Todas las áreas de la llamada guerra cultural que copa hoy las discusiones fueron ya previamente discutidas, puertas adentro, en los Estados Unidos en las décadas de los ochenta y los noventa. Así lo refleja un libro crucial de esos años: 'La cultura de la queja. Trifulcas norteamericanas', de Robert Hughes. Publicado en 1993, el volumen recoge un ciclo de conferencias pronunciadas por el crítico de origen australiano en la Biblioteca Pública de Nueva York en enero 1992. Allí, Hughes atacaba el conglomerado de susceptibilidades autoritarias de « lo políticamente correcto ». Lo interesante es el subtítulo de la obra, que refleja uno de los puntos débiles de su reflexión: la creencia de que la cultura de la queja era un dilema interno de la sociedad estadounidense.
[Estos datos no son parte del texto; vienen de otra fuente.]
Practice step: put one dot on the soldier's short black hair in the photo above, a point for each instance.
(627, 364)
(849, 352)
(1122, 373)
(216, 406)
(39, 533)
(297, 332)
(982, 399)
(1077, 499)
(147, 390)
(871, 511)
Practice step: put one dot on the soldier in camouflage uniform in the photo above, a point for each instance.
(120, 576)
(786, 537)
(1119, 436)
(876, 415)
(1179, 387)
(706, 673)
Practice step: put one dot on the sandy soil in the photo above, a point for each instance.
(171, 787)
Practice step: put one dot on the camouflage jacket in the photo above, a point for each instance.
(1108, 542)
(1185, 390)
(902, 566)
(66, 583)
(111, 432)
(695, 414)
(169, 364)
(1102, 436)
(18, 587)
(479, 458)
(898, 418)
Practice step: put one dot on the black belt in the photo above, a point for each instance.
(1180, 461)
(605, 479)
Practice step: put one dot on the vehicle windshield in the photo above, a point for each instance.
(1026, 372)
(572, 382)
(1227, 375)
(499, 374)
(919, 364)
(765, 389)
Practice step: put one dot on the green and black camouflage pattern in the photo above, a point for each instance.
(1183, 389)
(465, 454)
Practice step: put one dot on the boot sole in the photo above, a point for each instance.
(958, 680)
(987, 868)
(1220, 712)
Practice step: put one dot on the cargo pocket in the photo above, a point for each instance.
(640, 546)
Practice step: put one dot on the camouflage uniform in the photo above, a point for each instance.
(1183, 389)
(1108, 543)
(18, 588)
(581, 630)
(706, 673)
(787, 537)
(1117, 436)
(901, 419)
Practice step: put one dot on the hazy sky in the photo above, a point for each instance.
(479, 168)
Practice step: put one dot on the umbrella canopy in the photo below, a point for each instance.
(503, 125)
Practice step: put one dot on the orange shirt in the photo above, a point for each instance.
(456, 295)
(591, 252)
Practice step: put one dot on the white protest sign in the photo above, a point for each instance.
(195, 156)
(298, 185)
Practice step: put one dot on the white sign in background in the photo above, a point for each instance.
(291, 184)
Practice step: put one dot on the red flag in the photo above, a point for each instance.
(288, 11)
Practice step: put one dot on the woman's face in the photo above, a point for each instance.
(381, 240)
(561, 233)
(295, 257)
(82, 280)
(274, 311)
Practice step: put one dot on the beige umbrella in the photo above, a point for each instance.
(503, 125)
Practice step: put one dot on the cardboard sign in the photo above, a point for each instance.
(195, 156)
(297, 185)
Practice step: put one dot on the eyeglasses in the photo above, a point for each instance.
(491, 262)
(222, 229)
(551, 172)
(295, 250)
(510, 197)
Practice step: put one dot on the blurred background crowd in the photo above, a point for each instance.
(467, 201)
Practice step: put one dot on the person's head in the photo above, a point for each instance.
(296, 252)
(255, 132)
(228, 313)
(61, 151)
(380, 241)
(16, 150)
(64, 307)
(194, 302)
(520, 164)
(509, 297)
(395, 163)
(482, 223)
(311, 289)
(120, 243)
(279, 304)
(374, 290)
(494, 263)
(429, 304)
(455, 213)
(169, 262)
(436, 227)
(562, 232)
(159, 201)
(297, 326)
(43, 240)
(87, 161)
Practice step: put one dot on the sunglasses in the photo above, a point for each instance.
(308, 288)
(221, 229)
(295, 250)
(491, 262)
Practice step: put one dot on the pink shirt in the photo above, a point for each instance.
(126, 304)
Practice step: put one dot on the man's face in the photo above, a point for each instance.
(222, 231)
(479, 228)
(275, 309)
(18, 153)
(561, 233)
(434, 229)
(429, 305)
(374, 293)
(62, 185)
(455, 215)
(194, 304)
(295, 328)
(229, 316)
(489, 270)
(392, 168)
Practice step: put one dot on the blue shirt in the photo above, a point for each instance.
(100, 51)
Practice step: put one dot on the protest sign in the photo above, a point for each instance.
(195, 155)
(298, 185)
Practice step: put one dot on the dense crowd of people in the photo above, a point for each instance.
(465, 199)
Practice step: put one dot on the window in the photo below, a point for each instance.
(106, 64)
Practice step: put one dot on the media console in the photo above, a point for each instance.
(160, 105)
Un fenómeno pasajero.

Las primeras décadas del siglo XXI no solo han demostrado la equivocación del pronóstico de Hughes sino que han aportado, a través de las redes sociales, el soporte tecnológico perfecto para la expansión del imperio mental que nos domina y que ha transformado Occidente en un descomunal grupo de WhatsApp donde Estados Unidos, en medio de gif, memes y fakenews, discute consigo mismo.

A diferencia del Borges de Tlön, Uqbar, Orbis, Tertius, que se desentiende del nuevo universo traduciendo a Thomas Browne, yo dedico cada vez más tiempo a leer libros de historia de los Estados Unidos, ensayos sobre Cromwell y los puritanos, novelas feministas de ciencia ficción, estudios sobre el antisemitismo de los negros, ensayos sobre algoritmos y vigilancia cibernética. Y debo decir que al fin estoy empezando a entender algo de la locura de nuestro tiempo . Sin embargo, me queda el amargor o la nostalgia o la rabia de no saber qué tesoros hallaría si me pusiera a indagar en los problemas que realmente me conciernen. En el caso de que supiera, por supuesto, cuáles son esos problemas.